This should be artificial intelligence-powered crypto projects’ moment.
On paper, they have everything going for them.
OpenAI just launched its latest version of ChatGPT and has announced plans for new data centres, chipmaker Nvidia has become the most valuable company in the world, and AI startup Anthropic’s valuation has skyrocketed to $183 billion.
At the same time, projects innovating at the intersection of crypto and AI raised over $516 million in the first eight months of the year, a 6% uptick from the amount raised in total in 2024, according to data from DefiLlama.
But within the $4 trillion crypto market, AI-powered projects are still just a tiny subsector valued at a combined $30 billion.
“Companies that mix crypto and AI are in an awkward position at the moment”
Maxim Legg, CEO of Pangea
Despite the bullish signals, the overall market value of AI-powered projects has pulled back over 50% since its December $70 billion high and is trading sideways, CoinMarketCap data shows.
“Companies that mix crypto and AI are in an awkward position at the moment,” Maxim Legg, CEO of dataset firm Pangea, told DL News. “That’s why they’re moving sideways in terms of price.”

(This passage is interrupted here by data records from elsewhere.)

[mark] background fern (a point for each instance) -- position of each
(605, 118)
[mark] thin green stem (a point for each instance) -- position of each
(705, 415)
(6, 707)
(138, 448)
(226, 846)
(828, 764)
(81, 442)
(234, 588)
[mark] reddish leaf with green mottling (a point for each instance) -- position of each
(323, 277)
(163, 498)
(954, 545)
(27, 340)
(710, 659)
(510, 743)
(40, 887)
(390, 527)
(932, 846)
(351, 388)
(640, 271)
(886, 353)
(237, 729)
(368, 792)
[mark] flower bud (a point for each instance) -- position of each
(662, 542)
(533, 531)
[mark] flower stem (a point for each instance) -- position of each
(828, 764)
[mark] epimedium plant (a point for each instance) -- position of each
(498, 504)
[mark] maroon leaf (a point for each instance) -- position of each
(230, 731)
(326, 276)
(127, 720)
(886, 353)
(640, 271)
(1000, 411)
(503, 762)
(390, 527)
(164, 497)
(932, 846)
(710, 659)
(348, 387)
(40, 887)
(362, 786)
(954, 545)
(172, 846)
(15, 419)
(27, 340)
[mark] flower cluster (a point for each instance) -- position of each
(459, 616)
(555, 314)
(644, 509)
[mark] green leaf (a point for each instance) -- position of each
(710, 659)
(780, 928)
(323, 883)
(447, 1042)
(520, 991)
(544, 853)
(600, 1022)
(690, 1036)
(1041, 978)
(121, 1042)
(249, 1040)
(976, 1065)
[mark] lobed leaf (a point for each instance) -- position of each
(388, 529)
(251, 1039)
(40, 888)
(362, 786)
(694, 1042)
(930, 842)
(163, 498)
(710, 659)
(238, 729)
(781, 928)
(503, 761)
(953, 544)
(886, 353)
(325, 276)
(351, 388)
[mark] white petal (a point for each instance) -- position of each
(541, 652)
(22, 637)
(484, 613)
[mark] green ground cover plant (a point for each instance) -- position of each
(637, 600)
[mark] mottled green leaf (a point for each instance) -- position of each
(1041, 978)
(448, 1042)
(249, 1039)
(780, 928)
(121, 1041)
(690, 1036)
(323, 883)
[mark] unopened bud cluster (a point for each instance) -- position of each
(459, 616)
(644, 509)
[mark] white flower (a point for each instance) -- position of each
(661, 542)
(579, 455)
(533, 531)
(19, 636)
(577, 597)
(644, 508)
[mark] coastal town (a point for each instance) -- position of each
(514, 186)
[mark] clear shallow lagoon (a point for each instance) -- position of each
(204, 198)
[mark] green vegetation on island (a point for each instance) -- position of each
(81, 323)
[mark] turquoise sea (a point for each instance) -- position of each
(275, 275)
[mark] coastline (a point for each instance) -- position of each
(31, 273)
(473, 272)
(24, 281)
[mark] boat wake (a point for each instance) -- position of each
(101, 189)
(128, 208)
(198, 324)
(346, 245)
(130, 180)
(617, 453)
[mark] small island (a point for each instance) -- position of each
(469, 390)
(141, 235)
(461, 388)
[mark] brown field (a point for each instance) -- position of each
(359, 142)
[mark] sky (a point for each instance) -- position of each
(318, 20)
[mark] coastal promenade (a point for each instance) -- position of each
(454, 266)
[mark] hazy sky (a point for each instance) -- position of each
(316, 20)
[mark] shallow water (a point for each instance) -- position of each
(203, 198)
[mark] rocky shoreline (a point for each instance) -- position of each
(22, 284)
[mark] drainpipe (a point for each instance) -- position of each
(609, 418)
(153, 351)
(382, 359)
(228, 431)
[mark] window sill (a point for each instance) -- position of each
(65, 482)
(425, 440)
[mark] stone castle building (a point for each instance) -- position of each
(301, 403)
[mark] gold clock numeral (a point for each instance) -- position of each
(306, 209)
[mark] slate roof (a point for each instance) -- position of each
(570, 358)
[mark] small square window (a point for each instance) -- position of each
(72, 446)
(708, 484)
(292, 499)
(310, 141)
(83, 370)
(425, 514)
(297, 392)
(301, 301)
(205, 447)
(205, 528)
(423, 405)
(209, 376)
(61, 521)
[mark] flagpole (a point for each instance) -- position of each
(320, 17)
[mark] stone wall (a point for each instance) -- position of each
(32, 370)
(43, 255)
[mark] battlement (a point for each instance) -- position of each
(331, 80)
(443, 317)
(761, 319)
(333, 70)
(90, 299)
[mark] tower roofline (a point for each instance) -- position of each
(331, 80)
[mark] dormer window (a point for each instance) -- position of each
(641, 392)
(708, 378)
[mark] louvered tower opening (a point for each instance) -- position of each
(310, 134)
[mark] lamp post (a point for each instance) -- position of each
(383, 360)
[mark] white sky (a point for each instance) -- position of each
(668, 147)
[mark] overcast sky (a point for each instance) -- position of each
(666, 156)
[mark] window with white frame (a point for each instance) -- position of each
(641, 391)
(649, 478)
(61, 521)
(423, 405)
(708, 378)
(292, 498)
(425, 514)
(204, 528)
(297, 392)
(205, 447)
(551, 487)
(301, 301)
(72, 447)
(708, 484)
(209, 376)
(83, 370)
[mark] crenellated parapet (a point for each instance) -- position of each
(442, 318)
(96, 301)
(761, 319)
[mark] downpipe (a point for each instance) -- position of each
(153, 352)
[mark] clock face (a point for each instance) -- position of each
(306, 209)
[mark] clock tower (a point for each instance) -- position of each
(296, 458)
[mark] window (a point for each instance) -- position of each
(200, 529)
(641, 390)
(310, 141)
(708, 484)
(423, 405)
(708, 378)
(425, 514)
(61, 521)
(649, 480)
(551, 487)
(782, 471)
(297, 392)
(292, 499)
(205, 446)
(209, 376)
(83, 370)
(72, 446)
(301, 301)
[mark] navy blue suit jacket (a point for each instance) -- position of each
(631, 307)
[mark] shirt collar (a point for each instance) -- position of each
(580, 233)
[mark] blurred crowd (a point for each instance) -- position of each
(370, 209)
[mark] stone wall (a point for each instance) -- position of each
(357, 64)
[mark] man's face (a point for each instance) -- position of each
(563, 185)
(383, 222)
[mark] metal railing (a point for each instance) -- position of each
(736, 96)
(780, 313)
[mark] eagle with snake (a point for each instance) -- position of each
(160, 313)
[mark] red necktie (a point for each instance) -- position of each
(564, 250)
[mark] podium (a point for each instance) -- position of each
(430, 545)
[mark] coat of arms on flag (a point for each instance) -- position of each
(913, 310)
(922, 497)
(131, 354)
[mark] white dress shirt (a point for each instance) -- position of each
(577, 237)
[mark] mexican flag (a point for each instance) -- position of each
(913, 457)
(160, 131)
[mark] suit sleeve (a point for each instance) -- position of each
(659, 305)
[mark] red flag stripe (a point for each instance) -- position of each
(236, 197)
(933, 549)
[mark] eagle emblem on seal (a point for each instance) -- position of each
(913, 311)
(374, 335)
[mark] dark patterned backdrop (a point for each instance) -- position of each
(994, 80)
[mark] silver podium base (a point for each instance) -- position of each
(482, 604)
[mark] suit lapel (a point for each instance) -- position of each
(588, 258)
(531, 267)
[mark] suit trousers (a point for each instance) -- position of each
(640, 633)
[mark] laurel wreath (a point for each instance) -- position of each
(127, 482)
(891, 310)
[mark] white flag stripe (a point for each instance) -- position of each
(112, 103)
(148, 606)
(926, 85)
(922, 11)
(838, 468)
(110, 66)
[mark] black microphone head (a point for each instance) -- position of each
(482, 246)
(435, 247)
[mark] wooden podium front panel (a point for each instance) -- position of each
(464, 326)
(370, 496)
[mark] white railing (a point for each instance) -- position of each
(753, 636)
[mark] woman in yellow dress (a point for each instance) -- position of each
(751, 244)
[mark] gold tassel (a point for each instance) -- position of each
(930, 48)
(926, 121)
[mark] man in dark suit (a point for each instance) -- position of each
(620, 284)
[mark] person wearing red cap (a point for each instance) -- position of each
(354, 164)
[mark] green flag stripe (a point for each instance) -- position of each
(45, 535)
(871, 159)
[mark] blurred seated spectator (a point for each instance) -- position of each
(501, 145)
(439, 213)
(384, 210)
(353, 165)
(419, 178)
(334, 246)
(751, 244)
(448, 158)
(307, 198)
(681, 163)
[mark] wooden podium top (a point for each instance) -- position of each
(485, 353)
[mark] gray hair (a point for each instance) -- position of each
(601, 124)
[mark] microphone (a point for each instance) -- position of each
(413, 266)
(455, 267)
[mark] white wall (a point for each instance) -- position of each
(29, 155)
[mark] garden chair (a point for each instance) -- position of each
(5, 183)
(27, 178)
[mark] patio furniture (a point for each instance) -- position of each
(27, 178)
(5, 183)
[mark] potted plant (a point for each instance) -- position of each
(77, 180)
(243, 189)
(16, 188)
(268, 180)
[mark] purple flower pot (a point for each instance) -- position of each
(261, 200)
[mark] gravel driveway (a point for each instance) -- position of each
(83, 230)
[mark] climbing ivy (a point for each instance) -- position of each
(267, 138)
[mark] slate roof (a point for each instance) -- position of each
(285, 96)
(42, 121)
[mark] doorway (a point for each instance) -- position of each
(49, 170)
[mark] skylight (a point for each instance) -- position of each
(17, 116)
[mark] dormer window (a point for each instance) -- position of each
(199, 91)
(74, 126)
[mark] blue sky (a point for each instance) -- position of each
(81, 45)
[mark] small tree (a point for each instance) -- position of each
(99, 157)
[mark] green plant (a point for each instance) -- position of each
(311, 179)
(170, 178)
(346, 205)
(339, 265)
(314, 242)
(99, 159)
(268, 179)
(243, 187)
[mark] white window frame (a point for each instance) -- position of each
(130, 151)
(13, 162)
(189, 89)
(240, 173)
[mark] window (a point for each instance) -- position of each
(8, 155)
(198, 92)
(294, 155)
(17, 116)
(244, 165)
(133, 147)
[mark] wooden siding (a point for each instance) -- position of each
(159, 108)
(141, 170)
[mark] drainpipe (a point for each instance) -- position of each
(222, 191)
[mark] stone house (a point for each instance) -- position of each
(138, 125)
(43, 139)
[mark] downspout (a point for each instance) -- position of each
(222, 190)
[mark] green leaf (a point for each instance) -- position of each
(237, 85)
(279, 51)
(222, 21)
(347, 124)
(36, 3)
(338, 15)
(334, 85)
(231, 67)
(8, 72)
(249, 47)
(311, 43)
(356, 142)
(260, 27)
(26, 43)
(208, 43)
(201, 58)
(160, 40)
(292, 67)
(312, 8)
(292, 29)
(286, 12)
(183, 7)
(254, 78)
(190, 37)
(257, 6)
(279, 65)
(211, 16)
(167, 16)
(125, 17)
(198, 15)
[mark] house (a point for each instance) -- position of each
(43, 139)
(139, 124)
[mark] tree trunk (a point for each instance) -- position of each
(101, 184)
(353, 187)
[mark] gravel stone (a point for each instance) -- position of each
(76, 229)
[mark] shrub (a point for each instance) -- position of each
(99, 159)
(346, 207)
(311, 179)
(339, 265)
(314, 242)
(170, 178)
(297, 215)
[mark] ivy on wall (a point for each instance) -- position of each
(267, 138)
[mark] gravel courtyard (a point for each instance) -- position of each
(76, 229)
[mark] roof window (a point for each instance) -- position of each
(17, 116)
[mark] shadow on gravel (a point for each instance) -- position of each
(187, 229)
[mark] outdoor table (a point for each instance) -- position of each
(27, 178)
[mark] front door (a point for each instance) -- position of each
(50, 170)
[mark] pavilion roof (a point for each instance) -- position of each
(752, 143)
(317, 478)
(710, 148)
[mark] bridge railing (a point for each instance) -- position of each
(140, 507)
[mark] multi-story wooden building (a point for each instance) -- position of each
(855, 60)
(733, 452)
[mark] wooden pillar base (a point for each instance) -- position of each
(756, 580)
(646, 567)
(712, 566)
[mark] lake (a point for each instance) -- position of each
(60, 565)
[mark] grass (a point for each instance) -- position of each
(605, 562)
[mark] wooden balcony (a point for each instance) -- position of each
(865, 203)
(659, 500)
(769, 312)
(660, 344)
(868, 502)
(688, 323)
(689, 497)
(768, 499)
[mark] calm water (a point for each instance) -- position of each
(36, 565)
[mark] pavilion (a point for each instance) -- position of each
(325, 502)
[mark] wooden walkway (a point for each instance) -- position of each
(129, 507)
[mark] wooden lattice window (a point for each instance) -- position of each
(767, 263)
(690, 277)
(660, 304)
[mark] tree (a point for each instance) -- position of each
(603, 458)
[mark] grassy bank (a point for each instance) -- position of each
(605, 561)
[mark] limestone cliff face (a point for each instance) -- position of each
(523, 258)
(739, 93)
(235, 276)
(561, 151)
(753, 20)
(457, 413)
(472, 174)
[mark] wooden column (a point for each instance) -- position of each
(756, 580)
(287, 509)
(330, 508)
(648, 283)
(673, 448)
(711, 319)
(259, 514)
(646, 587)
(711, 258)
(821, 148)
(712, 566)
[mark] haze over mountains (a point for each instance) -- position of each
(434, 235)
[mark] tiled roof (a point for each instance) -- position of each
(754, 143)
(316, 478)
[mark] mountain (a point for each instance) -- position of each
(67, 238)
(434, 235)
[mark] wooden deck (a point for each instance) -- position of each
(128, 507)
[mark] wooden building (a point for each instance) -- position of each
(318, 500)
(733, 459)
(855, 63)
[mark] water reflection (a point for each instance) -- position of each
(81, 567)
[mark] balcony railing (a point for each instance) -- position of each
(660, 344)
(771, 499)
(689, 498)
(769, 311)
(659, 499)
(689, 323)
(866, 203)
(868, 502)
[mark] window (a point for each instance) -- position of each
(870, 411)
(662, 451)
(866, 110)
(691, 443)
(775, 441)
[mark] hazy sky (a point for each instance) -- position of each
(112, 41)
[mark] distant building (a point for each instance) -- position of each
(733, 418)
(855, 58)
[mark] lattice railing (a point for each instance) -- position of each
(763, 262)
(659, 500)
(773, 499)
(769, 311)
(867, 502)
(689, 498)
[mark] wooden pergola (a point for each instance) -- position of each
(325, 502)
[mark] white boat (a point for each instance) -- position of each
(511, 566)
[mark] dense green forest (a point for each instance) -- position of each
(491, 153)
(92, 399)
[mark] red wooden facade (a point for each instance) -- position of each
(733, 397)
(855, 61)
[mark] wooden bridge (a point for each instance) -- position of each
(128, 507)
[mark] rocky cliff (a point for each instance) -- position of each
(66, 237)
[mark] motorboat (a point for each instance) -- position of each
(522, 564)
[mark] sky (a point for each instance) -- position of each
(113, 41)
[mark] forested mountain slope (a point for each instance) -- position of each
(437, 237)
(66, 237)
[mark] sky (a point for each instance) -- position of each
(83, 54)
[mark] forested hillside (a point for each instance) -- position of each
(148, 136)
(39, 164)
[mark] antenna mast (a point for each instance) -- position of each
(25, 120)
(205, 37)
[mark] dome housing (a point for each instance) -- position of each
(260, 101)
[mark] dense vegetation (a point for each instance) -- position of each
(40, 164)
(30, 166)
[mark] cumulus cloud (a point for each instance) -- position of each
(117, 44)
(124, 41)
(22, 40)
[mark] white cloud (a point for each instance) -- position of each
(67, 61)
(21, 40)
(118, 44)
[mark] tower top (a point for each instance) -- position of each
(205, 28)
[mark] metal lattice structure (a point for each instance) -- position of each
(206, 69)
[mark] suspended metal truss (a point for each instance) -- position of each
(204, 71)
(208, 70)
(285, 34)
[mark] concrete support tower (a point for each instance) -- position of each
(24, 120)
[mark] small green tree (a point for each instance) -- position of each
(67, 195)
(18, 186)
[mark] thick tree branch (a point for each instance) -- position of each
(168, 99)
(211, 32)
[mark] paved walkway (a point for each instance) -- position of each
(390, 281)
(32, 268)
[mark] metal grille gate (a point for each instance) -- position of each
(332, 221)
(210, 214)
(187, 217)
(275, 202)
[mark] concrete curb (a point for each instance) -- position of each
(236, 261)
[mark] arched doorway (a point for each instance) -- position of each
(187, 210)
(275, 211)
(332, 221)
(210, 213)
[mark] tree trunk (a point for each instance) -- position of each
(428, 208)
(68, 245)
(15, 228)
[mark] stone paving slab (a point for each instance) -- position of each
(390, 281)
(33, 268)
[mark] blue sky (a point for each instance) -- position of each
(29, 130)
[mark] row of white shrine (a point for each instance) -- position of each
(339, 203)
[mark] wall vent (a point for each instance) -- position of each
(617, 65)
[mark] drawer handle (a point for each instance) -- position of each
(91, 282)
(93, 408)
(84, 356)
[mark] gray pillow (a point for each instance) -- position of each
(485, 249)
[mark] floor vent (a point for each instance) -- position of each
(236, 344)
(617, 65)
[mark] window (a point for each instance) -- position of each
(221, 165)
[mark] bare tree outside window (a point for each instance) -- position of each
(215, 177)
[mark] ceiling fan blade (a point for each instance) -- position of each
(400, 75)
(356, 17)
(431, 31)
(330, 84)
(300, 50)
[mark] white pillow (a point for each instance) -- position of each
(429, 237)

The way he put it, the crypto AI market can be divided into two camps. On the one hand you have the serious innovators, on the other you have speculative projects that simply use “AI as a branding tool to get traction and generate hype,” Legg said.
The latter category won’t react to the bullish market signals like Nvidia’s quarterly results or OpenAI’s latest releases, he said. They “aren’t relevant to them,” Legg said.
Crypto-AI innovators, on the other hand, aren’t high level enough to provide products that grab headlines and attention from investors, Legg said.
“This state of affairs will likely keep going until crypto AI projects begin providing higher-level service,” Legg said.
The next bull run
To be sure, the sideways trading in the crypto-AI field isn’t the only concerning signal.
So far, 95% of AI pilot programmes in general have failed to make a profit, according to a Massachusetts Institute of Technology report.
Even Sam Altman, the CEO of OpenAI and the face of the AI revolution, signalled in August that an AI bubble might be forming, and said that “some investors are likely to lose a lot of money.”
Despite those bearish signals, industry stakeholders suggest that the AI-crypto market segment is just going through a quiet consolidation phase before the next move skyward.
AI-powered cryptos may appear “subdued now, but the groundwork being laid could prove decisive in the next bull phase” similar to DeFi after the first hype cycle, Leo Zhao, investment director at the venture capital arm of crypto exchange MEXC, told DL News.
Practical use cases are already emerging, industry voices told DL News.
“Crypto AI is creating entirely new kinds of digital assets,” Sean Ren, a computer science professor at the University of Southern California and CEO of AI blockchain platform Sahara Labs, told DL News.
Proponents of the confluence of AI and crypto aren’t short of examples of how markets will benefit.
Those examples include AI agents — autonomous programmes that could supposedly replace humans in market analysis, trading, and social media marketing — fraud detection, smart contract auditing, and decentralised “compute” marketplaces, where raw computational power can be pooled and rented out to users and developers through blockchain-based networks.
AI is quietly powering crypto infrastructure, from automated trading and risk management to mining optimisation and blockchain security, Tom Bruni, editor and VP at markets-oriented social media platform Stocktwits, told DL News.
Initiatives like those were the reason why Bitwise researchers last year estimated that the marriage of AI and crypto could add another $20 trillion to the global economy by 2030.
But to do that, AI-crypto projects must prove that they have something to offer that the likes of OpenAI can’t. So far, those results have been lacking.
“A lot of the buzz from last year’s AI-crypto trend came from promises surrounding AI agents and memecoins that, for the most part, didn’t live up to the hype,” Kony Kwong, CEO and co-founder of AI infrastructure company GAIB, told DL News.